Lastly, Jesus himself points his hearers back to this story that we are looking at today and paints the pagan, Gentiles of Ninevah with a beautiful brush of faithfulness, repentance, and justification. And paints his hearers as faithless, unrepentant and unjustified. In Luke 11:29-32 we read this, “As the crowds increased, Jesus said, “This is a wicked generation. It asks for a sign, but none will be given it except the sign of Jonah. For as Jonah was a sign to the Ninevites, so also will the Son of Man be to this generation. The Queen of the South will rise at the judgment with the people of this generation and condemn them, for she came from the ends of the earth to listen to Solomon’s wisdom; and now something greater than Solomon is here. The men of Nineveh will stand up at the judgment with this generation and condemn it, for they repented at the preaching of Jonah; and now something greater than Jonah is here.” Jesus was driving home the same point that the writer of Jonah was driving. That the pagan, gentile people (whether of Jesus day) or of Jonah’s had a more open heart to the things of God than the religious people of Jesus’ day (or Jonah’s day for that matter). Could we say that about our own day? That people who are “outside” the Christian faith might have a more open heart to the things of God than “Christians”? Interesting question that we’ll explore together. So to end the story, the entire city of Ninevah, from greatest to least, from the King of Assyria to the livestock, sitting in sackcloth and ashes, fasting, and calling upon God in repentance. God hears their cries of repentance, their cries of mercy, and their pleading for forgiveness, and he relents from the destruction that he had planned (which would be an interesting discussion sometime).

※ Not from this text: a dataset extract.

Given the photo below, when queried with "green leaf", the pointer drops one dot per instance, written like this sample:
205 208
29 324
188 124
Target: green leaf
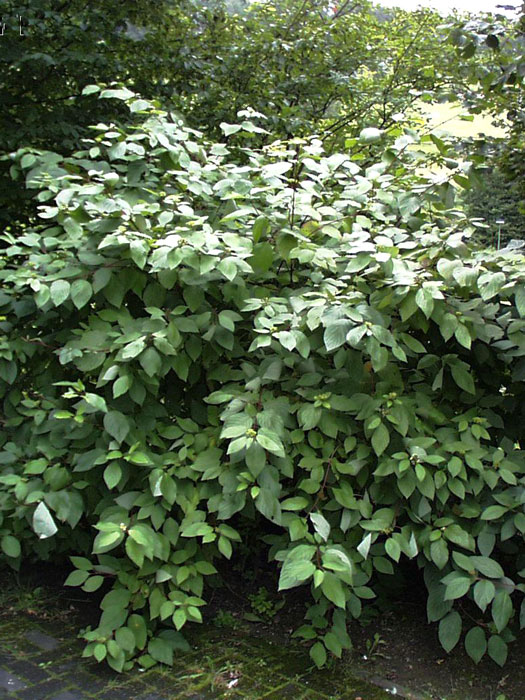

So let’s turn to the question that I just asked about people outside the Christian faith having a more open heart to the things of God than Christians and a few other questions to unpack and apply this Scripture into our lives here in the 21st century.

Discussion Questions:

1. What thoughts, comments, insights, questions, push back, etc.. do you have regarding the message and/or the Scripture? 2. Who is God calling you to be on mission with and on mission for? Have you obeyed this call and if so out of what? (Love, Compassion, Duty, etc..) 3. Have you ever experienced a person who wasn't a "follower of Jesus" looking more like a follower of Jesus, than someone who claimed the name of Jesus? If so, share with us the story. What do you do with that? 4. What is God saying to you and what are you going to go about it? What is God saying to us and what should we do about it?